Coverage continued over the weekend of the College Board’s announcement of a major overhaul of the SAT. USA Today (3/10, Toppo) reports that the “surprise” move comes amid “several recent challenges for the College Board itself, including skepticism from colleges about the test’s usefulness and competition from the rival ACT test.” The article notes that the change also comes during a push for improved college readiness among high school graduates, describing the changes as intended to help low-income students have a better chance at success.
Local Educators Respond To SAT Changes. The Washington Post (3/10, Anderson) reports on reactions to the revisions among local educators in Fairfax County, Virginia. The piece notes that career center specialist Amy Hackett Ferguson advises her students to take both the SAT and the ACT to improve their chances of doing well on one of the other. The piece notes that Ferguson “said she hopes the new SAT --with fewer tricks and obscure vocabulary words --lives up to the College Board’s goal of helping more kids go to college.”
WPost Criticizes Proposed SAT Changes. The Washington Post (3/9) editorializes that upcoming changes to the SAT, which are intended to “move the exam closer to what students actually learn in high school, rather than testing a set of skills that they and colleges might find less relevant,” is “a fine idea,” but criticizes moves to make the test easier in order to compete with the ACT. The Post argues that “a better approach would include a rigorous exam, or set of exams, linked tightly to the content and skills students claim to have learned, a system more akin to the Advanced Placement program than to the old SAT.”

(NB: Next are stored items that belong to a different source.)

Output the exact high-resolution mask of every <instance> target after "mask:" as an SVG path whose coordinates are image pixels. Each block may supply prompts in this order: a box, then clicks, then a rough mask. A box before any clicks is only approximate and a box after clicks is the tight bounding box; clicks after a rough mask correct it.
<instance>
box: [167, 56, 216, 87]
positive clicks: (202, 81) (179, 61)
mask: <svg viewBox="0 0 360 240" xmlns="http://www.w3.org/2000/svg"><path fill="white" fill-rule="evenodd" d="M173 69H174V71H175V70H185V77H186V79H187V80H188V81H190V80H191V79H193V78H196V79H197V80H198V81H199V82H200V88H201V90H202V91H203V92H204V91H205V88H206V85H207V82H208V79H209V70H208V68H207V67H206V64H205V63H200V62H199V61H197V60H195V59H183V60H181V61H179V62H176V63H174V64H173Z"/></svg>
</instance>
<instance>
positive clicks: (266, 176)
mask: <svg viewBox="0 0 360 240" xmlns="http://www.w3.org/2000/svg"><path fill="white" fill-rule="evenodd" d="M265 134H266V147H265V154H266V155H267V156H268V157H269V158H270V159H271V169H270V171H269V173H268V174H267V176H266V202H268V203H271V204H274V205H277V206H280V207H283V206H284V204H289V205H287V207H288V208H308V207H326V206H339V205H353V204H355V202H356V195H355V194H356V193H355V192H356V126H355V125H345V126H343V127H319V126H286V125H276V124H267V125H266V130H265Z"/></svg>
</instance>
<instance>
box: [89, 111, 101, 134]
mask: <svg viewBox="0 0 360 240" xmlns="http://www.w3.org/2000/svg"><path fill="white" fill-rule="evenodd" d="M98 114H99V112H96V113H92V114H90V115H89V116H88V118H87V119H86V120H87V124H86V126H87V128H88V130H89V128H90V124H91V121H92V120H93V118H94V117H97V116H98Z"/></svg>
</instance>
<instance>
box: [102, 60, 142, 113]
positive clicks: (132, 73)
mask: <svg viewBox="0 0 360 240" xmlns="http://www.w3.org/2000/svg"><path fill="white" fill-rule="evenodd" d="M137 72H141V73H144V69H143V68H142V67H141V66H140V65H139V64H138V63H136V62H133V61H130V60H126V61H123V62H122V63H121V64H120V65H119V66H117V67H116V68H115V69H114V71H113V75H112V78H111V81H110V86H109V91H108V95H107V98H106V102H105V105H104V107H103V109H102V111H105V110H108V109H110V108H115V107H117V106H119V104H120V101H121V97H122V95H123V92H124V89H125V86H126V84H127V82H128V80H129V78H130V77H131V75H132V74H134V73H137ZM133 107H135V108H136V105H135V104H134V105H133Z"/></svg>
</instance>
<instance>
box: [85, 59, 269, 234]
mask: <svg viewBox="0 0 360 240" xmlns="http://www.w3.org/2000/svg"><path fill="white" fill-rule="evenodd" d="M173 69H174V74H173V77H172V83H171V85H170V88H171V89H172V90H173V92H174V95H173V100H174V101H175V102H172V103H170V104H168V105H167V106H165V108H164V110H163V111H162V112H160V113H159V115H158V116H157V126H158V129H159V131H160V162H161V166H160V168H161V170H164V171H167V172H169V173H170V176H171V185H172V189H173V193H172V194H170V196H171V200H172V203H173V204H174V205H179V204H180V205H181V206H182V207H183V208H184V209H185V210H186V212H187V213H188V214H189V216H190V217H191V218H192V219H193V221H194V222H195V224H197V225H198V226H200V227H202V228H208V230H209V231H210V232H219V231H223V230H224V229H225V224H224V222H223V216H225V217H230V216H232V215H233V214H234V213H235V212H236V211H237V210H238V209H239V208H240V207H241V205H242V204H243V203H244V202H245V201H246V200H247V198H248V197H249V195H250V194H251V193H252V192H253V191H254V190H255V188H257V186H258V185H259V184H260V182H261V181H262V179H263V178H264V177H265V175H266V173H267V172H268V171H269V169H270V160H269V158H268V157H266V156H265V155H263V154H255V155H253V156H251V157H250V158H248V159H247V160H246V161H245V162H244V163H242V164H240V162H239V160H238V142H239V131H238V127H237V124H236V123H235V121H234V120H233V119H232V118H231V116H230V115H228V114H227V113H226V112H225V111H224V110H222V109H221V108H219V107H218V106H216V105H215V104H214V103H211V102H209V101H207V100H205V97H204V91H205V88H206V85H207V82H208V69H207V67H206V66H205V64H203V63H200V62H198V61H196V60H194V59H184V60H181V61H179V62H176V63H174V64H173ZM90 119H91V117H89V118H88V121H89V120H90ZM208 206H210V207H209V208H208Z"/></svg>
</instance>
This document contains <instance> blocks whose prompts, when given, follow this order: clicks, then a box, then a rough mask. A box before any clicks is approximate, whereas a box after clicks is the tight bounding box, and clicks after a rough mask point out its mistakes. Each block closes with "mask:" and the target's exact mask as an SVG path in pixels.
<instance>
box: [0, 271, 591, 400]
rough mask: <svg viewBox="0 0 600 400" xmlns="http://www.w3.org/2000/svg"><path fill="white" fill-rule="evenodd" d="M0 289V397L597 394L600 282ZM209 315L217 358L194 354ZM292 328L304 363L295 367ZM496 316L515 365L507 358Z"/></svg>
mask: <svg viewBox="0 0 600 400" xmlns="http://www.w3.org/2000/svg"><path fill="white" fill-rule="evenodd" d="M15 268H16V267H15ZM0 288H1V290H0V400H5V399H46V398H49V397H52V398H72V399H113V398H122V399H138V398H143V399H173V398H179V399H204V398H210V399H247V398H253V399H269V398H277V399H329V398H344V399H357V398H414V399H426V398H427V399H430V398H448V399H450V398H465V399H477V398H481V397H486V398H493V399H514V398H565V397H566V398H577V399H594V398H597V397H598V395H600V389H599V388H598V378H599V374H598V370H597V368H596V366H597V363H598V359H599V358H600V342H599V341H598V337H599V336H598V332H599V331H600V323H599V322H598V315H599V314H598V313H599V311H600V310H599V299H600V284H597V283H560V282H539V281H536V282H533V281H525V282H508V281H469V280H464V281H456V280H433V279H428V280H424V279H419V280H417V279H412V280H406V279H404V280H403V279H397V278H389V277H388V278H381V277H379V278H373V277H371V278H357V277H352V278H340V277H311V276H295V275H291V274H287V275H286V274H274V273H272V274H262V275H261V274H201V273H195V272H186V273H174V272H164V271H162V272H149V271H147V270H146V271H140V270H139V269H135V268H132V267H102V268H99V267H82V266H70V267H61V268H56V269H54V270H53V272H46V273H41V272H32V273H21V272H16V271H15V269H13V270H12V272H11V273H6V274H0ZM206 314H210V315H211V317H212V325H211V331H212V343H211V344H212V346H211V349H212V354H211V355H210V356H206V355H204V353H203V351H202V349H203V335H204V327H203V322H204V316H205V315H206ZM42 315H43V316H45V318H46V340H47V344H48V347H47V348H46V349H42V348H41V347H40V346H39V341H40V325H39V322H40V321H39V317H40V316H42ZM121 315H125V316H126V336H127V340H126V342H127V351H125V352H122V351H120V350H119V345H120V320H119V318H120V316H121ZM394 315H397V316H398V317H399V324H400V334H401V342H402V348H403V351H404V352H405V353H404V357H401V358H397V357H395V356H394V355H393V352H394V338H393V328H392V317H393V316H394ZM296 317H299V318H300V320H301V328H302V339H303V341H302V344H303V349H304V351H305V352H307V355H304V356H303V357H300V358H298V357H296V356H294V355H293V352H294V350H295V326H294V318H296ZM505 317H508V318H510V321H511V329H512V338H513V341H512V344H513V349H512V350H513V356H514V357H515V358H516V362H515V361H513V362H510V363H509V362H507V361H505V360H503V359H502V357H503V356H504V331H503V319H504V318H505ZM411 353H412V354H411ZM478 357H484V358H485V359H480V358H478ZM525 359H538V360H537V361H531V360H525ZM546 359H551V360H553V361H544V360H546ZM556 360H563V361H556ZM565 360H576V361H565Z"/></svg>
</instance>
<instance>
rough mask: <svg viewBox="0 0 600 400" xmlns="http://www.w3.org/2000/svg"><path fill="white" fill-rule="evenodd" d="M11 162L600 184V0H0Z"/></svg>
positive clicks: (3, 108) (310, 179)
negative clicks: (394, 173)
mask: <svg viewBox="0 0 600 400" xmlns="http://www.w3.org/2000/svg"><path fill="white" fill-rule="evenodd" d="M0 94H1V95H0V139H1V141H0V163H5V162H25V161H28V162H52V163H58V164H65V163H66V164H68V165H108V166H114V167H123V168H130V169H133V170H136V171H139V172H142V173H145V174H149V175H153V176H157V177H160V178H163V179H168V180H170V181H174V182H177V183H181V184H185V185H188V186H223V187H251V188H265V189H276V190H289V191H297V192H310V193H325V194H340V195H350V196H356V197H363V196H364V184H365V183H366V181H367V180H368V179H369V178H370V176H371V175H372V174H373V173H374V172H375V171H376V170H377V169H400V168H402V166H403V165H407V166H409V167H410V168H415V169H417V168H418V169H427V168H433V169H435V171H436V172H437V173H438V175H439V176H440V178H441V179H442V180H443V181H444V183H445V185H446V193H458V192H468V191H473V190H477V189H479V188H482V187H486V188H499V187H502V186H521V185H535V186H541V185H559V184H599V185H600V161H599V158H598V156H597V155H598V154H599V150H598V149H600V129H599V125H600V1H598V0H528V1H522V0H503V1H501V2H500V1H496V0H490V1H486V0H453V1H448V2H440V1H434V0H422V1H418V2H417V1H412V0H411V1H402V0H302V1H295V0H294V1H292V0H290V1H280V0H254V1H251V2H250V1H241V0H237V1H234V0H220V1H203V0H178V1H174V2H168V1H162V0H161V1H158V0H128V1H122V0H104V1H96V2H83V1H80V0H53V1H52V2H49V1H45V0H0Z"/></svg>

Parker: SAT Seems To Sink To An Undereducated Level. Columnist Kathleen Parker laments the changes to the SAT college entrance exam in the Washington Post (3/8). She says that “one does fear that such tweaking is really a stab at greater market share” and is more a reflection of “the gradual degradation of pre-college education” and an over-sensitivity to unequal access to education. She writes, “We can’t make the world perfectly equal outcome-wise, but we can keep trying to improve opportunity through better schools and teachers. This is where the real challenges lie, but this, too, is perhaps too hard. Making tests easier so that more will pass becomes a far more accessible solution.”
More Commentary. A Bloomberg News (3/10) editorial says that the changes “could reduce the influence of the multibillion-dollar test-preparation industry, which warps educational priorities and helps exacerbate educational inequality.” This article notes that the College Board “cannot erase the test-prep industry in one fell swoop,” but adds that the changes “are seemingly part of a larger, praiseworthy shift in focus by the College Board from expanding revenue to expanding accessibility.”
Newsday (3/10) editorializes that though the changes may be desirable, “they are unlikely to reduce the suffocating pressure felt by teen test-takers” or satisfy critics of “the SAT’s role in the college admissions process.” The piece notes that area admissions officers “say a student’s high school grades and the toughness of his or her curriculum are better predictors of college success than standardized test scores.”